= Hobbico =

Hobby products manufacturer

Hobbico, Inc. was a manufacturer and distributor of hobby products including radio control airplanes, boats, cars, helicopters and multirotors/drones. Other products include plastic model kits, model rockets, model trains, slot cars, crafts, jigsaw puzzles and games. The company had approximately 850 employees worldwide. On January 10, 2018, Hobbico filed for Chapter 11 bankruptcy protection and announced the company is for sale. On April 13, Horizon Hobby acquired control of most Hobbico RC brands & IP (excepting Great Planes Manufacturing). Estes Industries acquired the Estes-Cox business unit and a German venture capital group acquired Revell Germany whole and the Revell-Monogram brands, IP & molds.

Its headquarters is located in Champaign, Illinois.

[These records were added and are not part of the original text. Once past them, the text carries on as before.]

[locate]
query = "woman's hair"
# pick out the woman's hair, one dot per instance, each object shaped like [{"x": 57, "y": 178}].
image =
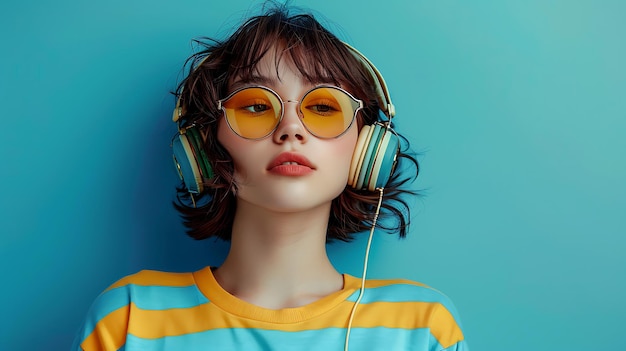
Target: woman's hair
[{"x": 320, "y": 57}]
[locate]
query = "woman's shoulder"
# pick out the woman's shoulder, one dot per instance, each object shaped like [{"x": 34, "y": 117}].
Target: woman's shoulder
[
  {"x": 155, "y": 278},
  {"x": 416, "y": 305},
  {"x": 408, "y": 295}
]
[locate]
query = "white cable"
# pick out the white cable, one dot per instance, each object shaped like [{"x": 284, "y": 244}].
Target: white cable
[{"x": 365, "y": 261}]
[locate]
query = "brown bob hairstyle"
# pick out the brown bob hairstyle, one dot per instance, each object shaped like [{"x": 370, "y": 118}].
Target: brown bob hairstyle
[{"x": 320, "y": 57}]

The company distributed over 150 brands of hobby products including about 30 proprietary product brands. Proprietary brands include: Axial, ARRMA, Dromida, Team Durango, dBoots, Revell, Monogram, Top Flite, Great Planes, AquaCraft Models, FlightPower, Heli-Max, SuperTigre, O'Donnell Fuel, Duratrax, RealFlight, MonoKote, Carl Goldberg Products, ElectriFly, Coverite, Dynaflite, Flyzone, MuchMore Racing, LiFeSource, Tactic, VS Tank, Estes Industries, Proto-X, TrakPower and others. It was the exclusive distributor for Futaba radio control products in North and South America, for O.S. Engines in North America and HPI Racing, Italeri, Novak Electronics and Nine Eagles in North and South America.

==Company history==
- In 1971 Tower Hobbies was founded by Bruce Holecek.
- In 1972 Great Planes Model Distributors was founded by Don Anderson.
- Hobbico was started in 1985 when Tower Hobbies was combined with Great Planes Model Distributors to form Hobbico, Inc.
- In November 2005 the company became a 100% employee-owned ESOP (Employee Stock Ownership Plan).
- In May 2007 Hobbico acquired Revell-Monogram, famous maker of Revell plastic model kits.
- In January 2010 Hobbico acquired model rocket maker Estes Industries.
- In September 2010 Hobbico was appointed exclusive distributor for Thunder Tiger in North and South America.
- In January 2012 Hobbico acquired the brands Axial, Durango, Arrma and dBoots tires.
- As of January 2015 Hobbico no longer distributes Thunder Tiger products.
- In 2012, Hobbico acquired Revell Germany located in Bunde, Germany, and launched Hobbico Europe.
- On January 10, 2018, it was announced that Hobbico had filed for Chapter 11 bankruptcy protection.
- On 30 June 2018, it was announced that Hobbico had filed for Chapter 7 bankruptcy and went into liquidation.